Vector X: Bringing Avail’s Offchain Data Availability Solution to Ethereum with Succinct’s ZK Light Client

Vector X: Bringing Avail’s Offchain Data Availability Solution to Ethereum with Succinct’s ZK Light Client

Today, we’re excited to announce our partnership with Avail to develop Vector X: a ZK light client that secures Avail’s data attestation bridge to Ethereum. Avail’s mainnet launch will provide a secure and decentralized data availability base layer that provides high throughput sovereign rollups and Ethereum-settled validiums with cost-effective offchain DA. For the past few months, the two teams have been working on Vector X: a trust-minimized ZK bridge that provides Ethereum-settled rollups trust-minimized access to Avail’s data attestations and brings Avail’s DA securely to Ethereum. Vector X uses zkSNARKs to verify Avail’s GRANDPA consensus in creating a gas-efficient, onchain light client that stores Avail’s data roots and state roots. This bridge will also be used for arbitrary message passing between Avail and Ethereum which enables use-cases like token bridging. Check out the Vector X Github repo and also its deployment and usage on the Succinct platform: https://alpha.succinct.xyz/avail/vectorx

Avail’s Architecture

The Avail network is built on top of the Substrate framework: a modular and extensible Rust-based framework to build optimized blockchains. The Avail team chose Substrate because it allowed them to write custom code needed to build a DA specific chain, including modifying headers and the block building lifecycle, while also being extremely performant and safe due to its usage of Rust. The Substrate framework provides several different options of consensus mechanisms–the Avail team chose a hybrid ledger of GRANDPA and BABE consensus, where BABE ensures liveness and GRANDPA is a finality gadget. Unlike instant finality chains, the hybrid of BABE + GRANDPA ensures that even in the case of a temporary network partition, the network will continue and also that it finalizes as soon as ⅔+ is available. Furthermore, a core advantage of this choice of consensus algorithm is that it allows for up to 1000 validators (and 10,000 validators with BLS signatures in the future).

Vector X Architecture 

To build an gas-efficient, performant onchain light client that verifies Avail’s GRANDPA + BABE consensus requires verifying a large number of Ed25519 signatures in the EVM, which is prohibitively expensive in the EVM due to the lack of an Ed25519 precompile. Furthermore, given Avail’s large validator set size, even changing their signature scheme to an Ethereum-supported one (such as secp256k1) would still be prohibitively gas-expensive given that the gas costs of verifying signatures scales linearly with the number of validators. With a zkSNARK, it becomes possible to move almost all computation of verifying signatures, hashes and other light client verification logic offchain and verify a single proof onchain for ~200k gas.

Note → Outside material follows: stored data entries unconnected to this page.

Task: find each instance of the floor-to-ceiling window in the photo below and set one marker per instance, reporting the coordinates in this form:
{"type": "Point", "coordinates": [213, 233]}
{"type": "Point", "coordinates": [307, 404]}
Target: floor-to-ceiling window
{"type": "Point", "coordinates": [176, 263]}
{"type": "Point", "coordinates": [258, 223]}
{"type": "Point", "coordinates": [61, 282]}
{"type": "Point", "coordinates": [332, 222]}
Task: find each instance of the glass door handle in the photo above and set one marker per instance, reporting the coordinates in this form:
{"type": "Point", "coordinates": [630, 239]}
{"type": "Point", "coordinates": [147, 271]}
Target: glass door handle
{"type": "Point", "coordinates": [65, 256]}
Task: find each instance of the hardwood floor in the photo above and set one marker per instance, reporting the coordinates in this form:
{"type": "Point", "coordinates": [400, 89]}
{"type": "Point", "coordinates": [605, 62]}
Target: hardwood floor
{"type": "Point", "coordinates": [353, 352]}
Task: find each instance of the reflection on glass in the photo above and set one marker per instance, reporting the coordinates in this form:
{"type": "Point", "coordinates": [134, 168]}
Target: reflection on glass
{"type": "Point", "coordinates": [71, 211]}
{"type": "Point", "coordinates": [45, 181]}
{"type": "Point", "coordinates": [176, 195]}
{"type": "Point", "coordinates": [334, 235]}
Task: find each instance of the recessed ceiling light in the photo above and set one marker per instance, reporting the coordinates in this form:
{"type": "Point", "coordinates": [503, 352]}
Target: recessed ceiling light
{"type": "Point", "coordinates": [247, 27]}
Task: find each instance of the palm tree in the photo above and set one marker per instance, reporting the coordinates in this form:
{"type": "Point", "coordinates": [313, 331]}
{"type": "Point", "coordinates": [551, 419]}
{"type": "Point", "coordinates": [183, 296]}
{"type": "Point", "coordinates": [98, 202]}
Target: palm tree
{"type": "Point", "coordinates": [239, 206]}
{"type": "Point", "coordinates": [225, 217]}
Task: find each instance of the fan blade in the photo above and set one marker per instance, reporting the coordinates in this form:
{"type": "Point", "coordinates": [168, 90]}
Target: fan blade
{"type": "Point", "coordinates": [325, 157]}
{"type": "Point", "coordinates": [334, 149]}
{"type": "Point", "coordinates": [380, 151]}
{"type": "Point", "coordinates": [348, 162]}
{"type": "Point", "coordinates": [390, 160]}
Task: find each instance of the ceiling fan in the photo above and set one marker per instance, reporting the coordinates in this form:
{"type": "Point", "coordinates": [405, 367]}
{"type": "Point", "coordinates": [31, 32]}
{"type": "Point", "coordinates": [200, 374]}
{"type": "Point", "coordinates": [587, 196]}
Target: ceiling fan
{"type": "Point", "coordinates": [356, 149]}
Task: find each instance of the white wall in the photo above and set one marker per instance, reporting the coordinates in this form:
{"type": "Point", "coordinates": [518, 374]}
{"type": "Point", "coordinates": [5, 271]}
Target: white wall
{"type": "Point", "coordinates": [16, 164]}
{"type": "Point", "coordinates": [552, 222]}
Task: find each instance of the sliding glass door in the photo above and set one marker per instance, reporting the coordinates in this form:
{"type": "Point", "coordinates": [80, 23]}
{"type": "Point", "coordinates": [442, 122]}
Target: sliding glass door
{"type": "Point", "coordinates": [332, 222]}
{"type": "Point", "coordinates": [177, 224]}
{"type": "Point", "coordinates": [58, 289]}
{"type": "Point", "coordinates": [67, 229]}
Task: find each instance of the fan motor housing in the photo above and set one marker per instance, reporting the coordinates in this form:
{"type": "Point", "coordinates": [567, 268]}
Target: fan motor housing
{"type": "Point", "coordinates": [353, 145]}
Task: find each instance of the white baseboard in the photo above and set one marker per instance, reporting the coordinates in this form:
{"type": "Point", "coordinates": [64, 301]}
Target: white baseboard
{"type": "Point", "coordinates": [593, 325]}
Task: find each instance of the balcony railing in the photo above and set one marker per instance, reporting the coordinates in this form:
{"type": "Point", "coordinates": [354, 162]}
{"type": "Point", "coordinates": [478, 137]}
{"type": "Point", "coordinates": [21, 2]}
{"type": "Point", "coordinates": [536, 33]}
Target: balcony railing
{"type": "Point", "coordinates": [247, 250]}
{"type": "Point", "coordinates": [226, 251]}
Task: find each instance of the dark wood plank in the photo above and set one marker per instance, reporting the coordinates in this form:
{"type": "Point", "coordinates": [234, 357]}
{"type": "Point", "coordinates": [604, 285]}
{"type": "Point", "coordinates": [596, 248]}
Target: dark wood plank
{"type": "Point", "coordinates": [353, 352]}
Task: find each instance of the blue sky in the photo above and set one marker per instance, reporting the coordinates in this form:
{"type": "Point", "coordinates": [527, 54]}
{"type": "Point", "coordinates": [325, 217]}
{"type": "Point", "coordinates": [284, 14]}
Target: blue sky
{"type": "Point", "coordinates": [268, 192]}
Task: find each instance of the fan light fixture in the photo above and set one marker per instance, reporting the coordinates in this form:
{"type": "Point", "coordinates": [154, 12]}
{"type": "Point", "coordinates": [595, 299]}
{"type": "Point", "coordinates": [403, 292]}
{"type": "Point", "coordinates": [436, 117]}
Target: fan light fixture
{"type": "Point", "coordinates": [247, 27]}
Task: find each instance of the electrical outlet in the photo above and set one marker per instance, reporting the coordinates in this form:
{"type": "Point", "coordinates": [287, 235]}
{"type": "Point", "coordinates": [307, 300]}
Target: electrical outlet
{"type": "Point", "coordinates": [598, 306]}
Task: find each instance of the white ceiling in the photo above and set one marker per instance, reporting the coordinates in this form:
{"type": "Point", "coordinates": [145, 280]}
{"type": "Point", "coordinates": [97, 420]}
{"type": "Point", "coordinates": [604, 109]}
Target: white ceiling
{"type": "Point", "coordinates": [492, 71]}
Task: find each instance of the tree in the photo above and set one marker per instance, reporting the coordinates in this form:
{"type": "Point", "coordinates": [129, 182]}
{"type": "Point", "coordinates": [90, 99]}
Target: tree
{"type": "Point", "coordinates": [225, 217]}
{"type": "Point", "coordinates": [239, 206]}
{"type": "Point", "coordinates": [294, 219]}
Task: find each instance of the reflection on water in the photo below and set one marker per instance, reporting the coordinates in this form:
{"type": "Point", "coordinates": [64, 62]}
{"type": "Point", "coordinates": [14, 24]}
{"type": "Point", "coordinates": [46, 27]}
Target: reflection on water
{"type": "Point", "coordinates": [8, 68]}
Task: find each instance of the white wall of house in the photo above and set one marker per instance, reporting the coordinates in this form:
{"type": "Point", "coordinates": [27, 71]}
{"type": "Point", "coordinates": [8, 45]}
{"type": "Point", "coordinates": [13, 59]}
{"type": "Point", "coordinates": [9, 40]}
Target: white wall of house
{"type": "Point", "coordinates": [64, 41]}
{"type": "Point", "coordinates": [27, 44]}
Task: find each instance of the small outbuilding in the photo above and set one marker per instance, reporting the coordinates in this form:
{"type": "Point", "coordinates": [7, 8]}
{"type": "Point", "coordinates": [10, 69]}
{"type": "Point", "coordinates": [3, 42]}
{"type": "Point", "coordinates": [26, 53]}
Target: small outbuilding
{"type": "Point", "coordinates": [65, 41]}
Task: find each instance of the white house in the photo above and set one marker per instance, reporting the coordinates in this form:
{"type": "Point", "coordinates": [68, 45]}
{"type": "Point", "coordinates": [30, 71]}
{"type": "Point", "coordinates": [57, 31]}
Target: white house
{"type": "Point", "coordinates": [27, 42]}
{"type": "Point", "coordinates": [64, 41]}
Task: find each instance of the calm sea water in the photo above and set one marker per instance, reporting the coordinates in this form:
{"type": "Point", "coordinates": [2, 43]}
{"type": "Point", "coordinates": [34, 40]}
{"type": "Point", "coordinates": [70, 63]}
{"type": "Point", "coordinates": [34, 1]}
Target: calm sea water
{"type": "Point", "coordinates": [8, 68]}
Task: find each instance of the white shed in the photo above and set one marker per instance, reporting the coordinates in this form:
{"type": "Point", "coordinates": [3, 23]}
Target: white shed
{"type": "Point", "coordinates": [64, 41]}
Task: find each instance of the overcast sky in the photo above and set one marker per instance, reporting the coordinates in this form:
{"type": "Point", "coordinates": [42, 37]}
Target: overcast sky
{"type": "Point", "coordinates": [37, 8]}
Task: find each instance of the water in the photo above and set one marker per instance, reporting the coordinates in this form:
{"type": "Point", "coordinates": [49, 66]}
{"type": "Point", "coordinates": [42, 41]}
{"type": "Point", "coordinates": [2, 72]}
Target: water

For the past few months, the Succinct and Avail team been working on exactly this approach: building a zkSNARK-powered light client that verifies GRANDPA + BABE consensus and moves almost all logic offchain into a proof. To build a performant light client for Avail required implementing several state of the art primitives for Ed25519 signature verification and blake2b hashing (the default hash used by Substate). Using our open-source Curta AIR-builder library, we built STARK-based accelerated gadgets for both EdDSA batch signature verification and Blake2B hashing, which are currently the fastest open-source implementations for both. In all, these primitives allowed our team to build a very performant light client, where proof generation takes several minutes, whereas a naive approach with unoptimized circuits would result in a proof generation time of several hours.

Vector X Deployment

After using Succinct’s open-source circuit libraries such as plonky2x and Curta to build optimized circuits, the Succinct team was able to get the Vector X bridge to production extremely quickly (over the course of several weeks) by building with the Succinct platform. The platform provides ZK developers with a world-class developer experience for developing and deploying ZK circuits. With Succinct’s tooling, the Avail team and Succinct were able to easily collaborate, track progress on the latest circuit builds and deployments, and view the status of recent proofs powering the light client. We hope that other ZK builders are able to use the Succinct platform to go to production as quickly as the Succinct and Avail team did!

Building Next-Generation ZK-powered Applications

Working with the Avail team has been incredibly fruitful and we’re extremely excited that our ZK-powered light client is able to bring Avail’s next-generation DA to Ethereum rollups. We hope that this partnership is just the start of novel SOTA infrastructure enabling the next wave of onchain innovation.